The title translates to “If You’re Not Here”, or, “If You Weren’t Here”, and that simple idea carries the whole performance. At 3 minutes and 54 seconds, the cover has a lived in quality, like she’s telling you a story she’s been carrying for a while. It feels close up, almost neighborly, like she’s singing beside you rather than at you.

The video matches that intimacy. It’s a well lit music studio setup, clean and uncluttered. Angele wears headphones, focused, locked into the track as she sings straight into the mic. You can hear how carefully she balances the notes. She starts soft, holds back, and then gradually lets the emotion rise, steady as an undercurrent, guided by the instrumental swell.

The arrangement does a lot of quiet work. Those tender keys at the intro lay the foundation, and the guitar lines slide in with a light touch. Around the one minute mark, the feeling begins to lift, partly because the keys hit with a little more intensity, giving the moment a faintly cinematic edge. By about 1:27, the rhythm fully wakes up. The key driven pulse tightens, percussion and bass join in, and her voice brightens with it, wrapping around the listener in a kind of reassurance. It’s a smart build, and she rides it well.

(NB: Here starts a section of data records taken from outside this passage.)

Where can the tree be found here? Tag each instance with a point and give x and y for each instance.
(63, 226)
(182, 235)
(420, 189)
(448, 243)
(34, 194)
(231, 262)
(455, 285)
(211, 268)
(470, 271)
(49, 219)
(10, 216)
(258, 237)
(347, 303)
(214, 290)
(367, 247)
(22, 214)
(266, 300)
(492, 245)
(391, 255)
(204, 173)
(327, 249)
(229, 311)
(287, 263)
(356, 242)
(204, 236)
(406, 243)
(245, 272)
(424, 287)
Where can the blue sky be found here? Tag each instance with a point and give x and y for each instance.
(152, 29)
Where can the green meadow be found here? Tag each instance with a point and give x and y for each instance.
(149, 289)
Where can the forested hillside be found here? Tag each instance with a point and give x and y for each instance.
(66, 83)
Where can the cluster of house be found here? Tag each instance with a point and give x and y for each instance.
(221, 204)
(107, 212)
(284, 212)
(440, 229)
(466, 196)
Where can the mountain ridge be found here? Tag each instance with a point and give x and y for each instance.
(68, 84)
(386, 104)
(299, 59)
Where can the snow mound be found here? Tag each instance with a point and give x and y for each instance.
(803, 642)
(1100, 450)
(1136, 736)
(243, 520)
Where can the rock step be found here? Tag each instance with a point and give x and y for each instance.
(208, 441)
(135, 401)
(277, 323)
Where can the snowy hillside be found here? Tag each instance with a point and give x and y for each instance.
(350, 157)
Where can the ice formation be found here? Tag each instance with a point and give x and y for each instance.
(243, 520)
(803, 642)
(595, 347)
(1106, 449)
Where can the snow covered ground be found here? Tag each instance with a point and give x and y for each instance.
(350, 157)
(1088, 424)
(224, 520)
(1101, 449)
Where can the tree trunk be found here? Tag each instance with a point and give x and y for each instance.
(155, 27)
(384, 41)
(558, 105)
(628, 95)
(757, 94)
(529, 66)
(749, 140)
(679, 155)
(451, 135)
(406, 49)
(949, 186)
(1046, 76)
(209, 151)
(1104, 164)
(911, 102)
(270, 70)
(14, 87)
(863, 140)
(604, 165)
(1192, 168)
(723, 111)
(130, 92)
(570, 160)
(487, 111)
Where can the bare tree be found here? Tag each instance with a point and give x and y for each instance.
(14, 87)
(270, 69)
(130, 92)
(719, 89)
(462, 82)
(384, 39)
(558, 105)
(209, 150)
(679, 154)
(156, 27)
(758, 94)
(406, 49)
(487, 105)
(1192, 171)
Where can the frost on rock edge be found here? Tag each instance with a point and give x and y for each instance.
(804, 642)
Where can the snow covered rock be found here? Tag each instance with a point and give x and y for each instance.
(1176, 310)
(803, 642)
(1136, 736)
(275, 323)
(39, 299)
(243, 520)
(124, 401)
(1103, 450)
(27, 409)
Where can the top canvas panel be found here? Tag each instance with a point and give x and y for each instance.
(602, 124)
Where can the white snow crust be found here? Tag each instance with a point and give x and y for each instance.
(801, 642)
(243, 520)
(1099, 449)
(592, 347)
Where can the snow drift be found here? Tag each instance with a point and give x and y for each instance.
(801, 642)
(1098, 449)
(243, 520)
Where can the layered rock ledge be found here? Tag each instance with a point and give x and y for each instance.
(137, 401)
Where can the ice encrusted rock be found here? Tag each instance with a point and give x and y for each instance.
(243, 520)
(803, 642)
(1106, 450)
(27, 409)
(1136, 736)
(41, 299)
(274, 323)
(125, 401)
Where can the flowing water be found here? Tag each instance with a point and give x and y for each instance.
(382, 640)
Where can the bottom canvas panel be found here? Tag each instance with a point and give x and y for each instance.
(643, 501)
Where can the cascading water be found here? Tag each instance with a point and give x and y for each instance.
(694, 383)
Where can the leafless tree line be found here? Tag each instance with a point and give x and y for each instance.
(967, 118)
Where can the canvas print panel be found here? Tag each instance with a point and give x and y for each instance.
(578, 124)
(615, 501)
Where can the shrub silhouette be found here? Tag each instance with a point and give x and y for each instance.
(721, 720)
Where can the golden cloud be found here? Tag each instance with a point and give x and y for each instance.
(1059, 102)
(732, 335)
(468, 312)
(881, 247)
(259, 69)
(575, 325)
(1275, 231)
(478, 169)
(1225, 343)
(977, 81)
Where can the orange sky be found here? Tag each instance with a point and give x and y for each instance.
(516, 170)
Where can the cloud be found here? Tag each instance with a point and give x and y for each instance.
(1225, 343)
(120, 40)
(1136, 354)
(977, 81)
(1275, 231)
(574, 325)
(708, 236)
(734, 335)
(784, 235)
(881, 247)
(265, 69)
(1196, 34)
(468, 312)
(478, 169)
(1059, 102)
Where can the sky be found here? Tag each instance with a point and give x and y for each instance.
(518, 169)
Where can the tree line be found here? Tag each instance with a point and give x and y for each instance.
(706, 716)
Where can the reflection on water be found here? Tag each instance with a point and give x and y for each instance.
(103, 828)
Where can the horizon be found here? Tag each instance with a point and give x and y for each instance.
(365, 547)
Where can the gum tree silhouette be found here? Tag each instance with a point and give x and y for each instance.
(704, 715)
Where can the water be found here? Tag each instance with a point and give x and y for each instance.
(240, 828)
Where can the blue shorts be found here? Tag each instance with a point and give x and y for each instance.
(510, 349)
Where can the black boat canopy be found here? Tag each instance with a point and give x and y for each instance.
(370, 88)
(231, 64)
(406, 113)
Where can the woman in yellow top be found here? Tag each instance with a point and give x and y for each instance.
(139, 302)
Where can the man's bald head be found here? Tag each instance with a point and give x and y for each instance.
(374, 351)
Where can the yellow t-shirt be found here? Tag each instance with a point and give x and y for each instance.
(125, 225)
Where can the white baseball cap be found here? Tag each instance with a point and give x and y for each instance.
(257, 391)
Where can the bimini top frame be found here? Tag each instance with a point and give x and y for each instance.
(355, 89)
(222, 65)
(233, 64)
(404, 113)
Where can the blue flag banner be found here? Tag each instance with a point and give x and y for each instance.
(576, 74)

Somewhere in that climb, it becomes clear she’s working with more than promise. The range, the power, and the sheen of her tone don’t line up with the assumptions people make about a young artist. She sounds like someone ready for bigger rooms, and she carries the song like she belongs there.

With a recent signing to Popolo Music Group and a debut album set for release in September of this year, she’s positioning herself for a real step forward. If this cover is any indication, she’s worth keeping an eye on.